I currently intern for HuffPost Labs, an embedded tech startup owned by The Huffington Post. The perks of this job make the inequalities of some of my past internships more glaring -- this is the first time I've been on a team that's growing instead of shrinking. The assumption that the company will pay its interns isn't lost on me, nor is the fact that I'm the only person fulfilling a non-technical role on the team. Having worked mostly publishing and magazine internships before this, I was especially interested in the Tech and Media panel that my supervisor, Brandon Diamond, participated in last week.

When asked what journalists could do to save their careers (because content creation isn't enough anymore), the panel was in agreement: learn to code. Dani Frankhauser of Mashable confirmed this sentiment with her observation, "the makeup of the newsroom is changing. Product teams need to grow more than editorial teams." Writing in plain English and writing in Scala are both creative skills, but it seems that you can only a make a secure career out of one of these.

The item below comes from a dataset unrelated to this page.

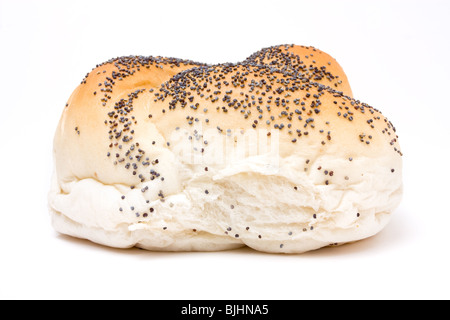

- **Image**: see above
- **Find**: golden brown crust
[55,47,401,191]
[246,45,353,97]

That would be fine, if these skills were equally prevalent across genders. But the gender disparity in lucrative STEM jobs (which is another issue deserving of its own article) means that women remain financially unstable for much too long. In some cases this has created a literal race to the bottom, culminating in the abomination known as the unpaid internship.

It's time to wake up and smell the coffee your intern fetched for you -- internships have transformed a class problem into a gender problem. Internships, which were originally created to jumpstart vocational training, have become mandatory for entering many white-collar professions. This system inherently favors the well-connected, but internships in their new form -- unpaid and illegal -- are almost exclusively the hallmark of young women, because they're mostly found in female-heavy industries such as the arts, publishing, and the non-profit sector. STEM internships are largely still paid.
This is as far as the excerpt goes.